On the subject of heroic animals, now would be a good time to mention the Librarian, the wizard turned orangutan who guards the books at the Unseen University and who I realised during this book is far more important than he first seems. He is the only one who can read the book that Victor brings to him, the book that explains exactly what is going on with that pesky Holy Wood portal. In ‘Guards! Guards!’, he noticed the stolen book and helped the Watch find it, earning him an honorary position on the force. For someone who has a vocabulary of two words, ‘oook’ and ‘eeek’, the Librarian is a remarkably well-rounded and substantial character.

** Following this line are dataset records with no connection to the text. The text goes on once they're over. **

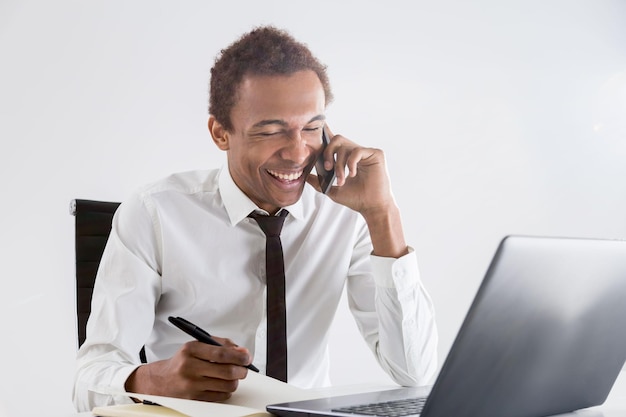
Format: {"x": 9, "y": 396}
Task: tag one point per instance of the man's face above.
{"x": 276, "y": 136}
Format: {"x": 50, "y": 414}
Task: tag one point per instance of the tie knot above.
{"x": 271, "y": 225}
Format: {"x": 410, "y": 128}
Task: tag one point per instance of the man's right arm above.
{"x": 124, "y": 303}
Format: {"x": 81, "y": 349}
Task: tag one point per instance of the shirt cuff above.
{"x": 119, "y": 383}
{"x": 396, "y": 273}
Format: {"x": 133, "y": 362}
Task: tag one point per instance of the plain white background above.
{"x": 496, "y": 118}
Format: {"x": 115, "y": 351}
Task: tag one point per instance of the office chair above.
{"x": 92, "y": 228}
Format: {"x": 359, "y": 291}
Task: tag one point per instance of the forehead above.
{"x": 293, "y": 98}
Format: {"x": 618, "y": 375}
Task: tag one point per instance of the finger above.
{"x": 357, "y": 157}
{"x": 218, "y": 354}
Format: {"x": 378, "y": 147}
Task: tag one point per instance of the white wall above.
{"x": 496, "y": 117}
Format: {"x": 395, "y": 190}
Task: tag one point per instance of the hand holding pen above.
{"x": 200, "y": 334}
{"x": 198, "y": 370}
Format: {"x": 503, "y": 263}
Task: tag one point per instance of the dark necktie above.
{"x": 276, "y": 311}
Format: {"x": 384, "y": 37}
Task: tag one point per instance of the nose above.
{"x": 296, "y": 150}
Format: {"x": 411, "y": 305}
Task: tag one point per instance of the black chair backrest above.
{"x": 93, "y": 226}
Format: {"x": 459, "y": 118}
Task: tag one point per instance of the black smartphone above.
{"x": 326, "y": 178}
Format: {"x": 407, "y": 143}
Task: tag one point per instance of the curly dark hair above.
{"x": 265, "y": 50}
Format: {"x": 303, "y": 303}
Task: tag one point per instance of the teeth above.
{"x": 287, "y": 177}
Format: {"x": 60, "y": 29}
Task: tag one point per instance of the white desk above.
{"x": 615, "y": 405}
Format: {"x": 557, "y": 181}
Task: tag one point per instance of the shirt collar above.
{"x": 238, "y": 205}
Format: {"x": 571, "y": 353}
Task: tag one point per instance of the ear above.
{"x": 218, "y": 133}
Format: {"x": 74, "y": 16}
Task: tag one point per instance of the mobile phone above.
{"x": 326, "y": 178}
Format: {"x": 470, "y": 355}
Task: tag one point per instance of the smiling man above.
{"x": 187, "y": 246}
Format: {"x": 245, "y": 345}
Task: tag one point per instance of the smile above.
{"x": 286, "y": 177}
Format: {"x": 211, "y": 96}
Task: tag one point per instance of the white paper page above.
{"x": 253, "y": 394}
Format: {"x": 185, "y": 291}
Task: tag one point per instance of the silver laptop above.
{"x": 544, "y": 335}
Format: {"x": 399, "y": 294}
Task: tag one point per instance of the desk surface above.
{"x": 615, "y": 405}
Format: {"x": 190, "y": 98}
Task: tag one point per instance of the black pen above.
{"x": 200, "y": 334}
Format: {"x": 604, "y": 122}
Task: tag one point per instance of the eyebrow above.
{"x": 283, "y": 123}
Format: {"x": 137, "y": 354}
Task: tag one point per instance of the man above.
{"x": 185, "y": 246}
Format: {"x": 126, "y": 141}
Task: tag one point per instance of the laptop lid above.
{"x": 544, "y": 334}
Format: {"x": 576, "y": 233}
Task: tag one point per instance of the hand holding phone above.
{"x": 326, "y": 178}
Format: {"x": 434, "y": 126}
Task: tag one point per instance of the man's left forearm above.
{"x": 386, "y": 232}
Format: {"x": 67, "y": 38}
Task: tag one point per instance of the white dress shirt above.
{"x": 184, "y": 246}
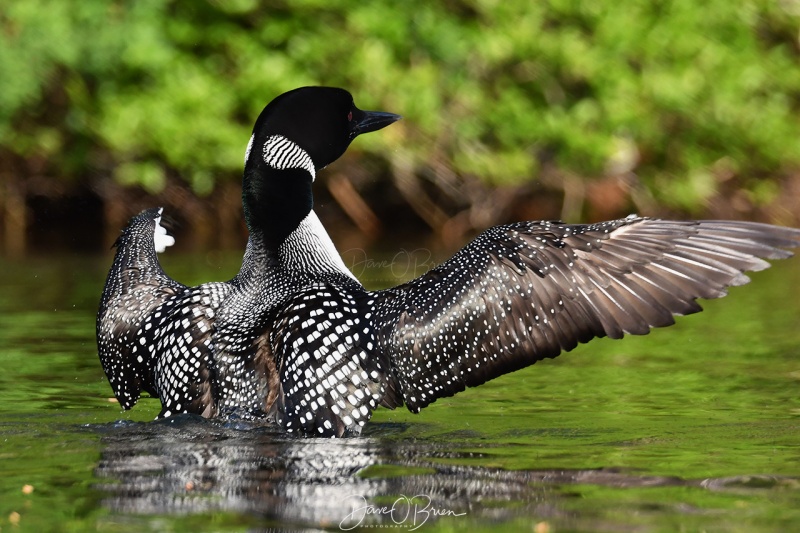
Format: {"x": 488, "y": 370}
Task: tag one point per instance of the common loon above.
{"x": 296, "y": 337}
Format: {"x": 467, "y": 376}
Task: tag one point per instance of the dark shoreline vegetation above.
{"x": 512, "y": 111}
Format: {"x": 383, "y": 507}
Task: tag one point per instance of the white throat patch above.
{"x": 160, "y": 237}
{"x": 309, "y": 248}
{"x": 249, "y": 147}
{"x": 280, "y": 153}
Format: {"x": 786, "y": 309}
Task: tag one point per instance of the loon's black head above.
{"x": 320, "y": 120}
{"x": 298, "y": 133}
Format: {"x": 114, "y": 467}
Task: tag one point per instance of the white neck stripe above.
{"x": 281, "y": 153}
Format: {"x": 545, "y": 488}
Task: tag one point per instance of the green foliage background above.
{"x": 677, "y": 91}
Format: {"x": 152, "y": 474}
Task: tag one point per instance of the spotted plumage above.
{"x": 294, "y": 336}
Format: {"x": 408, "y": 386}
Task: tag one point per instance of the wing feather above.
{"x": 528, "y": 291}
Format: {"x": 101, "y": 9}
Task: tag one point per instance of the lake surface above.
{"x": 693, "y": 427}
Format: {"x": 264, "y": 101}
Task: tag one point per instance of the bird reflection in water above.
{"x": 191, "y": 465}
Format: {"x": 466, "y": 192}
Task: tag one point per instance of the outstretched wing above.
{"x": 135, "y": 286}
{"x": 176, "y": 338}
{"x": 331, "y": 376}
{"x": 528, "y": 291}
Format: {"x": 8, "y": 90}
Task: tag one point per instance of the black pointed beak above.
{"x": 373, "y": 121}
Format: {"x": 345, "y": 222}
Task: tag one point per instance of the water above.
{"x": 694, "y": 427}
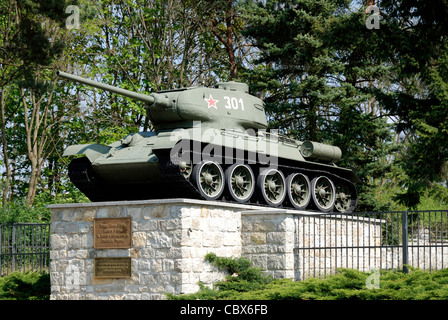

For those of you who may have read my article on ‘Wyrd Sisters’, you will remember that I was particularly in love with the idea of theatre being ‘magic for ordinary people’. The thread of that theme continues in this story, when Ginger and Victor discuss why film has become so important so quickly; ‘You know what the greatest tragedy is in the whole world?’ said Ginger… ‘It’s all the people who never get a chance to know what it is they can really be. It’s all the wasted chances. Well, Holy Wood is my chance, do you understand? This is my time for getting…Magic for ordinary people, Silverfish had called it.’ To me, the repetition of those exact words seems to be a very deliberate choice on Pratchett’s part and not just a lucky coincidence; the specific themes of Discworld are really starting to develop and grow. The organic development of Discworld that I mentioned earlier applies just as much to themes and ideas as it does to individual character growth.
On a purely ascetic book nerd note, I have one final comment today. The copy of ‘Moving Pictures’ that I own is much newer than the others in these early stages of Discworld, and it is a much more pleasant book to read. The older versions do have the very distinctive covers, illustrated by Josh Kirby, but if you can sacrifice those drawings for a book that is larger and more comfortable to hold, with bigger type, then I would wholeheartedly recommend these versions, if you were considering getting hold of your own copies.
“You know what the greatest tragedy is in the whole world? … It’s all the people who never find out what it is they really want to do or what it is they’re really good at. It’s all the sons who become blacksmiths because their fathers were blacksmiths. It’s all the people who could be really fantastic flute players who grow old and die without ever seeing a musical instrument, so they become bad plowmen instead. It’s all the people with talents who never even find out. Maybe they are never even born in a time when it’s even possible to find out. It’s all the people who never get to know what it is that they can really be. It’s all the wasted chances.”